Wednesday, December 30, 2009

My Kid Could Have Written That

How many pairs of glasses does it take to watch a movie these days, anyway? Going in, I hoped previews would still be playing, because we were late. But when I saw the intentionally blurred double-vision images on the screen, I knew we were in to it already. I tried to watch without the glasses, but that was impossible. I had to keep them on and cope with the artificial feeling of paper cutouts set at varying distances in front of me, like the layered images in a Viewmaster or targets at the shooting range. You could tell that everything in the frame had a discrete distance classification: there would be the foreground image, like maybe some seed pods lazily floating; then the middle-ground images, like maybe the characters in the scene; and then the background, which was usually a single flat plane like a normal movie. I would have preferred the whole movie to be on a single plane so that I would not have been thinking about the 3-D effect. When someone in the seats ahead of us got up to go to the bathroom, he looked like he, too, was a part of the movie.
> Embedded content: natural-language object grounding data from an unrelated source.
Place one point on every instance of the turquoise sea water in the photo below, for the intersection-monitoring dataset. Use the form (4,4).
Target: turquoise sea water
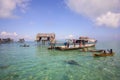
(39,63)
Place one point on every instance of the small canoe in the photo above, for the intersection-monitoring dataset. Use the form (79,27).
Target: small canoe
(95,50)
(103,54)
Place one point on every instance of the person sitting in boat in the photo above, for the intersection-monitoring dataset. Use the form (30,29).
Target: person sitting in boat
(68,44)
(110,51)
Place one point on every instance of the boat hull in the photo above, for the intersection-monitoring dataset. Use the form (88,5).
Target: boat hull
(74,48)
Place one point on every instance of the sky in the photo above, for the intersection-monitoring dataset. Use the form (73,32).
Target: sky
(99,19)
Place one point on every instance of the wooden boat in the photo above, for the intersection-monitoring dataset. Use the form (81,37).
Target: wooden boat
(103,54)
(95,50)
(74,48)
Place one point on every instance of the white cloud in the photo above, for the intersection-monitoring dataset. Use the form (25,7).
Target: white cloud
(15,36)
(7,34)
(95,8)
(7,7)
(110,19)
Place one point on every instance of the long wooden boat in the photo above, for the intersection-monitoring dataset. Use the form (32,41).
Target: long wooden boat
(103,54)
(74,48)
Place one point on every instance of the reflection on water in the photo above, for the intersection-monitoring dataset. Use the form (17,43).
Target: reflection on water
(39,63)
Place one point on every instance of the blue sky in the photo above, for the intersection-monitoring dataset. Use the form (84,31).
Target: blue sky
(66,18)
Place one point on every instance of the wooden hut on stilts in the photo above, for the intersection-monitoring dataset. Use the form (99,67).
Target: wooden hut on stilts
(44,38)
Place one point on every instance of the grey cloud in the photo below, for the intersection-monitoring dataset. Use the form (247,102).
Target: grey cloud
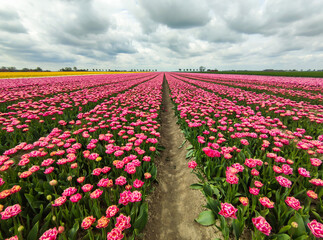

Indeed, some objects in the movie looked closer than the real people in front of me, and this makes me think of combining live-action with 3-D cinema. Let’s remake Rocky Horror so that it blends better with its simultaneous re-enactors.

I heard that this is the movie James Cameron had wanted to make since he was 14. I believe it. With a planet called “Pandora” and the precious metal called “unobtainium,” it seems like he wrote it more like when he was 4 and did not revise it since. The alien Na’vi are portrayed with the same lack of nuance, with obvious elements of African and Native American hunting, dance, spirituality, and medicine mixed to achieve generic foreign-ness. If you wondered where banal world music comes from, it is probably James Cameron’s Pandora.

A friend said it would have helped to see some kind of exchange in the alien society -- a place where they are gambling, or paying taxes. “Like the cantina in Star Wars!” Svetx said. Indeed. The basic grit and grind of life. As it stands, you think the Na’vi do nothing but pay homage to nature and hunt, hardly a believable or even interesting existence.

People are marveling at the special effects, but wasn’t the flying more exciting in the Superman movies of the ’70’s? The battle more exciting at the end of Star Wars episode IV? Who can forget the quick character development of showing each fighter pilot in his cockpit talking on his intercom?

In more recent history, I remember almost being moved to tears by two awesome movie battles: The battle on the fields of Pelennor in Return of the King, for all its orchestration couched in desperation and forboding; and the middle of The Incredibles where it showed the family working together with all its awesome powers unleashed. There was nothing so satisfying in Avatar.

There is one thing I do admire about this movie, and that is it’s own paradoxical nature. It is the feel-good blockbuster of this holiday season. But what we feel good about is the pagan nature-creatures triumphing over a U.S. military that is essentially working for a large corporation. Anyone who has looked at a newspaper headline in recent years surely can’t miss the parallel to U.S. involvement in the Middle East. I expect this movie to draw fire from war supporters as well as fundamentalist Christians. Looking on the Internet now though, I can’t find scathing reviews from a Christian website. If anyone finds one, please let me know. If there really are none, then maybe the Christian Right does not notice the connections to our foreign policy, or doesn’t think this is what our foreign policy amounts to. In that case, in a seasonal action blockbuster, what’s not to like?